Frank lui fait signe de poursuivre tout en buvant son café.
— Vous savez quoi ? Jeffreys a prouvé que les échantillons de sperme provenaient bien du même homme, mais que cet homme n’était pas celui qui avait avoué ! Les flics étaient furieux, mais ils ont dû relâcher Buckland. Après ça, comment attraper le vrai assassin ? Eh bien, tous les hommes de la région entre dix-sept et trente-quatre ans ont été priés avec une courtoisie toute britannique de se soumettre à une prise de sang, afin qu’on puisse les « écarter » de l’enquête.

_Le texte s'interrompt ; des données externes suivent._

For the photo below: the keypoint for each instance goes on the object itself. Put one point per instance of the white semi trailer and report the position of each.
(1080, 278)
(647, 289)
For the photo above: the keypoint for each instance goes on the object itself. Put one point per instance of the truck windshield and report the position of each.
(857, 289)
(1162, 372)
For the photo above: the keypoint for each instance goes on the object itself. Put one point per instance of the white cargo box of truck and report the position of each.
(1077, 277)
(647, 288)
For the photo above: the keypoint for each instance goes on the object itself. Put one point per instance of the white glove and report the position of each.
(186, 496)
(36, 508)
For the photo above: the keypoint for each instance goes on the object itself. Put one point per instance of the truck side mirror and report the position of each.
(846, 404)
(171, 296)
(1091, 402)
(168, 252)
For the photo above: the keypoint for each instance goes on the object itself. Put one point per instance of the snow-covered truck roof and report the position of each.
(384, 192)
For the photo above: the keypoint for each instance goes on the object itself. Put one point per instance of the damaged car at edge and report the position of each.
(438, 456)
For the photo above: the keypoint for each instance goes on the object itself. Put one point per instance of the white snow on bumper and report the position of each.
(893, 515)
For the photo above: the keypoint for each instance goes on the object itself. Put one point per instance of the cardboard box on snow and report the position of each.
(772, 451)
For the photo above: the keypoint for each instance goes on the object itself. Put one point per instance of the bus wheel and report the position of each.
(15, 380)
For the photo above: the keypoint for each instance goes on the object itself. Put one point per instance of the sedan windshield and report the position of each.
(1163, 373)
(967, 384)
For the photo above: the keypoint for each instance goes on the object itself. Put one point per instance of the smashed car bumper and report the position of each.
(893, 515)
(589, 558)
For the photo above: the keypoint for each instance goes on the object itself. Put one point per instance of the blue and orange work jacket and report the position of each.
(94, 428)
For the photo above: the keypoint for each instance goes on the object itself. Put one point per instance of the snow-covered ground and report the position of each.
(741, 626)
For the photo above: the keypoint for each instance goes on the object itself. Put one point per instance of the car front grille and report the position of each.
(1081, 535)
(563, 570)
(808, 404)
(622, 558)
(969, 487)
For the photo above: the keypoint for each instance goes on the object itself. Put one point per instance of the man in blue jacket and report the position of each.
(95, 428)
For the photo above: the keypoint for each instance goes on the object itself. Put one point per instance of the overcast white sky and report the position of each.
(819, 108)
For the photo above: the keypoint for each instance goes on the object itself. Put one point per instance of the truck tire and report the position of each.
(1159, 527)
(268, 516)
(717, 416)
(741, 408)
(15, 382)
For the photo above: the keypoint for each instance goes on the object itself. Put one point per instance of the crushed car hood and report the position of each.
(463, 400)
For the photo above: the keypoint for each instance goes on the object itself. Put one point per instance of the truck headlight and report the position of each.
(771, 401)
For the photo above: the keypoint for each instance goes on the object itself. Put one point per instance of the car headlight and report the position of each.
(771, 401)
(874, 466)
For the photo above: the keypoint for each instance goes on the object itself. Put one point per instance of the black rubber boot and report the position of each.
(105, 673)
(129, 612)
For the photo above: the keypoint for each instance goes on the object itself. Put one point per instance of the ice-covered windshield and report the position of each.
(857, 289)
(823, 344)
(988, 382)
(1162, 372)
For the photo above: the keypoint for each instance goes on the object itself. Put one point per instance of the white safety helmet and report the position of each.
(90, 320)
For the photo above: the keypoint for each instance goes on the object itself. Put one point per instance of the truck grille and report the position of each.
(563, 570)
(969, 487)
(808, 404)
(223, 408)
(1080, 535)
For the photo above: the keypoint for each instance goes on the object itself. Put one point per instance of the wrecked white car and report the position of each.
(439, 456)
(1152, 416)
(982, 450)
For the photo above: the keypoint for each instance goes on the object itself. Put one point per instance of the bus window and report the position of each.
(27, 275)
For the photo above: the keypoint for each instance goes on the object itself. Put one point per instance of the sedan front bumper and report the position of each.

Quatre mille hommes ont répondu à l’appel mais l’assassin n’était pas parmi eux. Puis on a fini par découvrir qu’un collègue d’un certain Colin Pitchfork s’était soumis au test à sa place. La police a alors prélevé un échantillon du sang de Pitchfork et, bien sûr, c’était lui l’assassin. C’était la première fois qu’on se servait des empreintes génétiques pour résoudre une affaire criminelle.
— C’est fabuleux ! s’exclame Frank.
— C’est ignoble, oui, rétorque Dale. Vous imaginez ? Toute une population masculine qui se trouve incriminée du seul fait de son appartenance à une classe d’âge. Bien sûr, on ne les a pas forcés à donner leur sang, mais l’idée s’est répandue comme une traînée de poudre que quiconque refuserait de se soumettre au test apparaîtrait suspect.
Une violation flagrante des droits civils. D’un coup, ces gens se sont vus obligés de prouver qu’ils n’étaient pas coupables, au mépris de la présomption d’innocence. Si un flic venait me trouver et me disait : vous êtes noir ; or, nous pensons que notre assassin est un Noir, alors prouvez-nous que ce n’est pas vous, je le ferais virer de la police. Ce serait pareil si on demandait aux Tosoks de se soumettre à un test sanguin : vous appartenez à un groupe précis, alors prouvez-nous que vous êtes innocents. Non, je suis certain qu’on peut empêcher cela.